Sobre muros y peldaños

En Le combat ordinaire, Marco (alter ego de Manu Larcenet) se enfrenta a la vida, a través de un conjunto de combates que día a día, le van modelando como hijo, fotógrafo, padre y finalmente, persona. Y aunque en primera instancia parece narrado desde el costumbrismo, y con el humor como bandera buscando la complicidad del lector, el autor, a lo largo de los cuatro volúmenes publicados a partir de 2003 (Norma Editorial reeditó a finales del año pasado en una edición integral), reconstruye de manera soberbia, la directriz que Los combates cotidianos, mantiene hasta su cuarto y último volumen; mostrando la lucha encarnizada de su protagonista a través de los pequeños muros que nos pone la vida.
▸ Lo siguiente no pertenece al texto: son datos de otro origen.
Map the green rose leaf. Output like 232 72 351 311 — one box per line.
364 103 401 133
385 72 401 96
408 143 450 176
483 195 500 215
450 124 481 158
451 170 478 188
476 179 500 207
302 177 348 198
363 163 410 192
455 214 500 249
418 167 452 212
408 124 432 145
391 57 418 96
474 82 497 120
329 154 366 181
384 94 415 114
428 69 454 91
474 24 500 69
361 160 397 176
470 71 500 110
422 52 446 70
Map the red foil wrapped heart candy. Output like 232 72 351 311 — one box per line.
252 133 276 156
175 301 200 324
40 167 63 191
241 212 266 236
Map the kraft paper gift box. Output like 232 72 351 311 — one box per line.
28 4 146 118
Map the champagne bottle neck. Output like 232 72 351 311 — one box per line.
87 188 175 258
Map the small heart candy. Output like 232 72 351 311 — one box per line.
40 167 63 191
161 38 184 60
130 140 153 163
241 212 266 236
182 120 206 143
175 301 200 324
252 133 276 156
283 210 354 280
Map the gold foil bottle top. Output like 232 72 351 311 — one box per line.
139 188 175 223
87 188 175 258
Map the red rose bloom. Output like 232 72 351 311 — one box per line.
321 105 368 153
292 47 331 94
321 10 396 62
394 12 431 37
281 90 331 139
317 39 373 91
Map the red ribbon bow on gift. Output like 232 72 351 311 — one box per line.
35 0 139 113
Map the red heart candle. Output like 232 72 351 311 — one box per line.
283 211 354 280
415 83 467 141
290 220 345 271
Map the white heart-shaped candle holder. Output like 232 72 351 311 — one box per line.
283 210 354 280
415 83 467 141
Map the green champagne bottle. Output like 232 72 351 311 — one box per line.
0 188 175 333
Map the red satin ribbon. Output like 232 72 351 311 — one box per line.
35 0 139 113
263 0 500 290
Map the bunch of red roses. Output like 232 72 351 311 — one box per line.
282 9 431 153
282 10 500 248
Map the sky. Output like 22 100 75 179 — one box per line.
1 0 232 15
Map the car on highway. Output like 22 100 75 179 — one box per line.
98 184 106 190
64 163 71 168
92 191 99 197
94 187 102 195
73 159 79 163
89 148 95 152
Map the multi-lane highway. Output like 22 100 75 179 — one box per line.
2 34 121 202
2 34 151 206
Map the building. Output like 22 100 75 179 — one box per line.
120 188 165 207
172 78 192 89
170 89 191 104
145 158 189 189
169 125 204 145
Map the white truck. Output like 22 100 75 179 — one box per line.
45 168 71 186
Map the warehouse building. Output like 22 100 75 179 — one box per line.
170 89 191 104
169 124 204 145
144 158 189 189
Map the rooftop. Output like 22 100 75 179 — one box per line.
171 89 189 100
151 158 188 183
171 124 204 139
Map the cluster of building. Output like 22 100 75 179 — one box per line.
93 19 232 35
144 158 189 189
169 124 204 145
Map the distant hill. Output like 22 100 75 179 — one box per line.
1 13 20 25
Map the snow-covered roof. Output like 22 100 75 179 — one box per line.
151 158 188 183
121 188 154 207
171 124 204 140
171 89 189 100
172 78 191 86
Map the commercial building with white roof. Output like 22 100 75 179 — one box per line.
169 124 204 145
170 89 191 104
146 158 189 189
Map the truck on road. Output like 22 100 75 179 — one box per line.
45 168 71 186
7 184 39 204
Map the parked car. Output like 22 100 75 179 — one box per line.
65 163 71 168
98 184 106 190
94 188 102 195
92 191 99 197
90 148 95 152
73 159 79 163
Como dijo Rilke, Marco va convirtiendo cada muro en un peldaño, y sorteando cada combate de la mejor manera que puede y sabe.

Que los muros se vuelvan peldaños no depende de la voluntad de Marco, que vive apocado en sus ataques de pánico, sino de la gente que encuentra a lo largo de sus combates cotidianos. Émilie (su novia), su madre, Pablo (un compañero de trabajo de su padre) o Mesribes (un viejo combatiente de la guerra de Argelia).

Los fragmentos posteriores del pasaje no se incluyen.